Huge 4.5G payments help Turkey hit budget surplus
Neşe Karanfil - ANKARA
AA photo
Turkey’s state budget hit a 7.2 billion-Turkish Lira surplus in October largely thanks to payments by leading communications companies that won the tender for advanced 4G technologies, dubbed “4.5G.”Last October, the budget had a deficit of 3 billion liras.
The state obtained 4.6 billion Turkish Liras of non-tax income from the 4.5G tender held in August, for which the first payments were made in October.
According to data from the Finance Ministry, total budget income was announced at 43.8 billion liras in October, a 28.2 percent increase from the same month of 2014. The budget expenses were announced on Nov. 16 at 36.6 billion liras, with a 1.7 percent decrease compared to the same month of the previous year.
Non-interest budget expenses were at 33.9 billion liras in October, a 12.4 percent increase on the same month of 2014. Tax income showed an increase of around 25.6 percent to 35 billion Turkish Liras and non-tax income increased by around 52.5 percent to 7.3 billion liras in October compared to the same month of 2014.
The tender was completed in August at a value of over 3.3 billion euros. With the addition of value-added taxes, the amount rose to over 3.9 billion euros. The winning companies paid around 4.6 billion liras as the first payment in October.

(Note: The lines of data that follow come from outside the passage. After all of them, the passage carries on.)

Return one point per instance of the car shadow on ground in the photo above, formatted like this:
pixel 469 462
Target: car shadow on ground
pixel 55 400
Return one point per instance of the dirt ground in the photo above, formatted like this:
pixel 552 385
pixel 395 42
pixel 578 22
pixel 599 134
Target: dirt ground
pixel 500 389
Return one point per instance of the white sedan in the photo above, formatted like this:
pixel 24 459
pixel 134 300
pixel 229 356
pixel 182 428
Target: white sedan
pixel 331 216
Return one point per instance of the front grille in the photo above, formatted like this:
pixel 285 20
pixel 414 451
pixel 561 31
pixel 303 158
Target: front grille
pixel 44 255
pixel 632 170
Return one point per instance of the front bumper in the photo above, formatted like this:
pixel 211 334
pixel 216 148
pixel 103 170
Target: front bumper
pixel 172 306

“This successful result is not a coincidence. It reflects our sensitivity on budget discipline,” Finance Minister Mehmet Şimşek said in a statement.
According to the ministry, the government’s budget incomes reached 398 billion liras in the first 10 months of 2015, a 14.5 percent increase compared to the same period of 2014, while budget expenditure was 404.2 billion Turkish liras, an 11.5 percent increase from the same period last year.
The budget had a deficit of around 14.9 billion liras in the first 10 months of 2014.
However, there was a dramatic rise in defense and security items this year. While around 253.9 million liras were spent for these items in October 2014, this amount increased to 519.5 million liras in October this year.
A total of 1.4 billion liras were spent under the “hidden budget” category in the first 10 months of this year.